5. A reproducible benchmark protocol for a GB10-class machine
Section titled “5. A reproducible benchmark protocol for a GB10-class machine”If a department has access to a Dell Pro Max with GB10 (or an equivalent DGX Spark class machine), a useful contribution to the workshop is a side-by-side benchmark on the same Java agent task as demos 3 and 4. The protocol below is reproducible and yields directly comparable numbers.
5.1 Inputs
Section titled “5.1 Inputs”- The identical prompt of demo 3 (creating
Product.java,ProductManager.java,Main.java, then compiling). - The identical tool set (
list_files,read_file,write_file,compile_java). - The identical loop (
MAX_STEPS = 10, fallback parser enabled). - A list of candidate models spanning size and family — for example:
qwen2.5-coder:3b,:7b,:14b,:32b;llama3.1:8b,:70b;granite-code:8b,:20b,:34b;deepseek-r1:14b,:32b;mixtral:8x7b.

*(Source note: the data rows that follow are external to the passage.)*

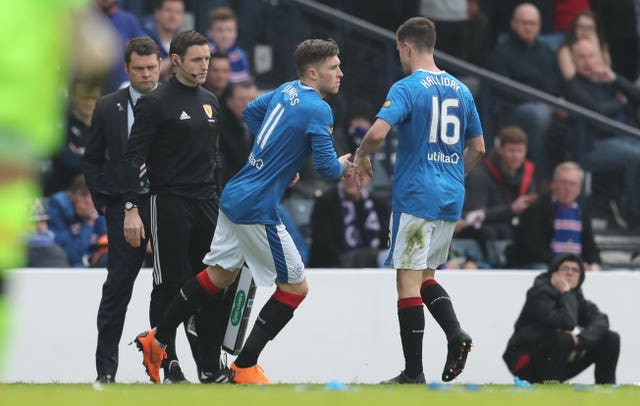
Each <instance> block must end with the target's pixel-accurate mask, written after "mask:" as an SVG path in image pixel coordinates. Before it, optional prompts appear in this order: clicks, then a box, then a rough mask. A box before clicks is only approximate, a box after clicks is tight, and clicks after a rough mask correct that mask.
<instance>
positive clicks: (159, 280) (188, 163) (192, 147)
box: [122, 30, 226, 383]
mask: <svg viewBox="0 0 640 406" xmlns="http://www.w3.org/2000/svg"><path fill="white" fill-rule="evenodd" d="M169 54H170V55H169V57H170V58H171V62H172V64H173V66H174V69H175V76H174V77H172V78H171V79H170V80H169V81H168V82H167V83H166V84H165V85H163V86H162V87H160V88H158V89H157V90H156V91H154V92H152V93H151V94H149V95H147V96H145V97H143V98H142V99H141V100H140V102H139V103H138V104H137V105H136V107H135V116H136V120H135V123H134V126H133V129H132V131H131V137H130V138H129V142H128V144H127V149H126V152H125V154H124V157H123V159H122V176H123V181H122V182H123V188H124V189H123V201H122V204H123V206H124V207H123V210H124V213H125V215H124V235H125V239H126V240H127V242H128V243H129V244H131V246H133V247H138V246H140V244H143V243H144V240H145V238H146V237H147V232H146V231H145V228H144V224H143V221H142V220H141V218H140V214H139V207H138V206H139V205H140V193H139V189H138V173H139V168H140V165H141V164H142V163H143V162H146V164H147V168H148V170H147V172H148V175H149V180H150V185H151V192H150V211H151V240H152V243H153V252H154V266H153V268H154V269H153V281H154V288H153V292H152V294H151V309H150V321H151V325H152V326H155V325H157V323H158V322H159V321H160V319H161V318H162V316H163V315H164V312H165V310H166V308H167V307H168V305H169V303H170V301H171V300H172V299H173V297H174V296H176V295H177V294H178V292H179V290H180V288H181V286H182V285H183V284H184V283H185V282H186V281H187V280H189V279H190V278H191V277H193V275H196V274H198V273H199V272H200V271H201V270H202V268H204V267H205V265H204V264H203V263H202V259H203V258H204V256H205V254H206V253H207V252H208V251H209V244H210V242H211V239H212V237H213V233H214V231H215V227H216V223H217V219H218V199H219V196H218V185H217V184H216V181H215V179H216V174H215V171H216V167H217V163H216V162H217V161H218V159H217V156H218V148H217V145H218V114H219V105H218V99H217V98H216V96H215V95H214V94H213V93H211V92H209V91H207V90H206V89H204V88H203V87H202V86H200V85H201V84H202V83H204V81H205V80H206V77H207V69H208V66H209V46H208V42H207V39H206V38H205V37H204V36H202V35H201V34H199V33H197V32H195V31H192V30H187V31H182V32H180V33H179V34H178V35H177V36H176V37H175V38H174V39H173V40H172V41H171V45H170V52H169ZM218 169H219V168H218ZM213 299H214V300H221V298H219V297H214V298H213ZM217 308H223V306H216V303H214V302H213V301H211V302H210V303H208V304H207V305H206V306H205V307H204V308H202V309H201V310H200V311H199V312H198V313H196V315H195V330H196V332H197V335H198V340H199V342H200V357H199V359H197V363H198V370H199V374H198V375H199V376H198V378H199V379H200V381H203V382H212V381H214V382H215V381H217V378H218V377H219V375H218V374H219V373H220V345H221V343H222V338H223V335H224V331H225V323H226V317H225V316H226V315H224V314H222V312H221V311H220V310H217ZM185 322H186V320H185ZM174 338H175V337H174ZM175 359H177V358H176V354H175V347H174V348H167V360H165V361H169V362H166V363H163V369H164V373H165V381H164V382H165V383H169V382H167V375H168V374H169V376H170V375H171V369H172V368H173V366H174V365H177V363H176V364H174V362H172V360H175ZM154 381H156V382H157V381H159V378H158V379H157V380H154Z"/></svg>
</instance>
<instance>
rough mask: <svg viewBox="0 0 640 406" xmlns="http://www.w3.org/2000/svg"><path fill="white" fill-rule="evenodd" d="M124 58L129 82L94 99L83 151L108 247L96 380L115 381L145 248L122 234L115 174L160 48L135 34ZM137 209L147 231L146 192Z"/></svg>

5.2 Metrics to capture, per model
Section titled “5.2 Metrics to capture, per model”| Metric | How to measure |
|---|---|
| Time to first token | Wall-clock between request and first response chunk |
| Tokens per second | Total output tokens / generation time |
| Number of agent steps | How many model turns before the task is solved or MAX_STEPS is reached |
Structured tool_calls ratio | Calls in the structured field / total parsed calls (the rest comes from the fallback parser) |
| Files created on first try | 0, 1, 2 or 3 of the expected .java files |
| Compilation success | javac returns 0 |
| Peak RAM and VRAM | nvidia-smi and top / htop samples during the run |
| Disk footprint | Output of ollama show <model> |
5.3 Reporting
Section titled “5.3 Reporting”A single CSV file with one row per model, plus a short observation note per row (typical failure mode, code style, anything that is not a number). Three plots cover the rest:
- Tokens per second vs. parameter count.
- Files-created ratio vs. parameter count, split by family.

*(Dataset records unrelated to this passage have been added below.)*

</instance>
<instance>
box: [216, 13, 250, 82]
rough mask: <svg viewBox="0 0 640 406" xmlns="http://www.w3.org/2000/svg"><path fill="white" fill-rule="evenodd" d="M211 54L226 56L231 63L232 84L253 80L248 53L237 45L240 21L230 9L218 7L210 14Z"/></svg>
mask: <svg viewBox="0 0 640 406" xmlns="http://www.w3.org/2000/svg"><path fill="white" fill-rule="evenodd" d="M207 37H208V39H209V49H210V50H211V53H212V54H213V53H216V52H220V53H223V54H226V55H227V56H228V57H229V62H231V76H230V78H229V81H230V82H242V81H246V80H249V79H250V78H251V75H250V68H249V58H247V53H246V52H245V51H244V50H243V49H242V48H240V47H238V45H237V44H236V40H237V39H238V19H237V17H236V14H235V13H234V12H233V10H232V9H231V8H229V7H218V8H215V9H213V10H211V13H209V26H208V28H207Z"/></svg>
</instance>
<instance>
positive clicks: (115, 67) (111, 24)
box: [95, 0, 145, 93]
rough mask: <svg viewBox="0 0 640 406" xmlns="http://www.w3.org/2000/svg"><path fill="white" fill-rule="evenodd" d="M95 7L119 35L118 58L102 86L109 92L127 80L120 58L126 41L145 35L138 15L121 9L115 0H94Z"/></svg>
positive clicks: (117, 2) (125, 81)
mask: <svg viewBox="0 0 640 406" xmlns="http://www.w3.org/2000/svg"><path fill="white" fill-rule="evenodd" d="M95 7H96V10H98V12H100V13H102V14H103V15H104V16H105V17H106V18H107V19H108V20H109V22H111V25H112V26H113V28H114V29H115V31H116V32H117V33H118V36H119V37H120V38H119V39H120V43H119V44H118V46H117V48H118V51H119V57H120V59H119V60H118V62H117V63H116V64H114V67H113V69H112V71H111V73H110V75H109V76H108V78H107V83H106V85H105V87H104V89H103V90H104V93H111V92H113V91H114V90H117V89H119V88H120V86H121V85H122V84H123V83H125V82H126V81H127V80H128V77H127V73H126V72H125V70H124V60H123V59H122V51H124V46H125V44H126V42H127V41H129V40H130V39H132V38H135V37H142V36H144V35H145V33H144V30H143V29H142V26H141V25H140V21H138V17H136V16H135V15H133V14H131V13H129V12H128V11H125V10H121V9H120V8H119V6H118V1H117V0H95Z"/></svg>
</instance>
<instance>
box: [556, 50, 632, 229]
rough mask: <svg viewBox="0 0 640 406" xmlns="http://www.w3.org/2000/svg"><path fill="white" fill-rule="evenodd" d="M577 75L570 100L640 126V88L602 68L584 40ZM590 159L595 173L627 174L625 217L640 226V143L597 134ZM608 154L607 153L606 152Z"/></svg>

- Compilation success rate vs. parameter count.
5.4 Pedagogical use
Section titled “5.4 Pedagogical use”The same Java prompt running on qwen2.5-coder:7b, qwen2.5-coder:32b and llama3.1:70b produces three observably different outputs. Showing the three outputs side by side — with the timing and the file-creation ratio — illustrates the trade-off between size, specialization, and speed more clearly than any abstract explanation.
Key takeaways
Section titled “Key takeaways”- B = billion parameters, not gigabytes. Disk size depends on quantization.
- Four memory concepts to keep separate: file size on disk, RAM (CPU mode), VRAM (GPU mode), unified memory (GB10, Apple Silicon).

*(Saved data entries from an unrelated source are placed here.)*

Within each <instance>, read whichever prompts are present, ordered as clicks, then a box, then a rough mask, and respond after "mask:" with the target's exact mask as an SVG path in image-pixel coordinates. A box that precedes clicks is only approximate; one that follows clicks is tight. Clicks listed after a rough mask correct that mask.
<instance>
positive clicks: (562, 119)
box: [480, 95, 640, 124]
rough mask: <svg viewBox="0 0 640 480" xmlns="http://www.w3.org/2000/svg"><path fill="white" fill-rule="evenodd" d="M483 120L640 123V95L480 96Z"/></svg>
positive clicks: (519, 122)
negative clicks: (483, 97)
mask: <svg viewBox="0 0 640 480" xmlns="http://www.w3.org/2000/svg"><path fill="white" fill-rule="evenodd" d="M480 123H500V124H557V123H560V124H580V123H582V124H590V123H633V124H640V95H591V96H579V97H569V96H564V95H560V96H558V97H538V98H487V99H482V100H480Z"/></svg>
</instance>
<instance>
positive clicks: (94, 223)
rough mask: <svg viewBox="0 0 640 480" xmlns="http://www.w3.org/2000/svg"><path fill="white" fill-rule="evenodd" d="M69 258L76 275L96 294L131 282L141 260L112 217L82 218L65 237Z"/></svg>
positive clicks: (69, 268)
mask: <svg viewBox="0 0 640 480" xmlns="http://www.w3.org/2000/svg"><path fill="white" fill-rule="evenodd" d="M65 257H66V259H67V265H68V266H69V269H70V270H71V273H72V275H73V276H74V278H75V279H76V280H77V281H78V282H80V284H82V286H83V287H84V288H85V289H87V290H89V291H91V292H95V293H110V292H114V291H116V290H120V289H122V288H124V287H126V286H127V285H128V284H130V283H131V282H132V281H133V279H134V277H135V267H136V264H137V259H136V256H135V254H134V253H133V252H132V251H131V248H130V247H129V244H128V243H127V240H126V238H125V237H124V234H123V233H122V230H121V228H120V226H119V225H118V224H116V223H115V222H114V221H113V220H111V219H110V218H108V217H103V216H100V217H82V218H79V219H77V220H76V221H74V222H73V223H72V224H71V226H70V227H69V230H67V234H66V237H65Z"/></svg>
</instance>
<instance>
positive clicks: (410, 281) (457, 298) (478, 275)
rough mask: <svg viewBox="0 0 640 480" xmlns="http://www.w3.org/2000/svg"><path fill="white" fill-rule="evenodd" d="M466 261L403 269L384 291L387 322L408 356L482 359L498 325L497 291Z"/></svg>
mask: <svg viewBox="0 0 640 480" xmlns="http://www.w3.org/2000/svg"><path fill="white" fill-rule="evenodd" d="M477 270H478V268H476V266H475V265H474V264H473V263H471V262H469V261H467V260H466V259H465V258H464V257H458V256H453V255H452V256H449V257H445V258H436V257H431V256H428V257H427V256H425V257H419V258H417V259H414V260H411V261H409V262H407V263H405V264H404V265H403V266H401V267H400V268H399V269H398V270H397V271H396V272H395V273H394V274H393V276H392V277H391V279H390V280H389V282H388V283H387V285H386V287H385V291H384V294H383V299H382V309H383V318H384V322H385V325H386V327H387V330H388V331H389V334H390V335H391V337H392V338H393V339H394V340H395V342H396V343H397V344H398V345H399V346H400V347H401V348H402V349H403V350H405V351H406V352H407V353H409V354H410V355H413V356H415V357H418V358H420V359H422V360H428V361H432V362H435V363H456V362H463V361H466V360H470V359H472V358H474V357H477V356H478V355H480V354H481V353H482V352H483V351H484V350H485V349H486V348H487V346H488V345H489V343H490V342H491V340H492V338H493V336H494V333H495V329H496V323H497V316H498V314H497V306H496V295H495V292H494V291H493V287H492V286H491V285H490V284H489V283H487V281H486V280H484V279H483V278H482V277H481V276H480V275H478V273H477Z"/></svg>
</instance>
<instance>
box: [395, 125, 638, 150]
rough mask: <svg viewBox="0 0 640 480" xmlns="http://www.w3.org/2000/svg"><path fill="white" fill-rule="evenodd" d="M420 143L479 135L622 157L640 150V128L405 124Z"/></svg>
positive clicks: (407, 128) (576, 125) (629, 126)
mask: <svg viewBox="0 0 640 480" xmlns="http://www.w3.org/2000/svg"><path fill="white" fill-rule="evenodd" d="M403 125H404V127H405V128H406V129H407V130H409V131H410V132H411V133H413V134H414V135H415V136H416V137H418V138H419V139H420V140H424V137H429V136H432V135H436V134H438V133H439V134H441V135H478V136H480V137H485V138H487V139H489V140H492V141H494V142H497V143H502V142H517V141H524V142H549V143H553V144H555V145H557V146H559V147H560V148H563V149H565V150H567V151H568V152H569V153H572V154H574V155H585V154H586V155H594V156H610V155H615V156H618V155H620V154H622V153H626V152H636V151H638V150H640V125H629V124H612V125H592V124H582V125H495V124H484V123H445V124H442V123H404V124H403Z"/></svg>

- Quantization (Q4 / Q8 / FP16 / BF16) controls the trade-off between footprint and quality.
- No single model fits every use. Code-specialised models (
qwen2.5-coder,codegemma,starcoder2,granite-code) shine on Java; general models (llama3.1,mistral,gemma3) shine on chat, summarisation and reasoning; reasoning-focused models (deepseek-r1) shine on multi-step logic. - Three workshop tiers — standard laptops, stronger participant machines, GB10-class workstations — each have their own short list. Pick by hardware first, by task second.
- A model is not an agent by itself. Tool use, file operations and command execution come from the agent framework (Ollama-native, LangChain, LangGraph, OpenWebUI, custom Python). The model only provides language and reasoning.
- The 405B and 671B tags are conceptual. Their standard Ollama formats exceed a 128 GB unified-memory machine; mention them, do not promise to run them.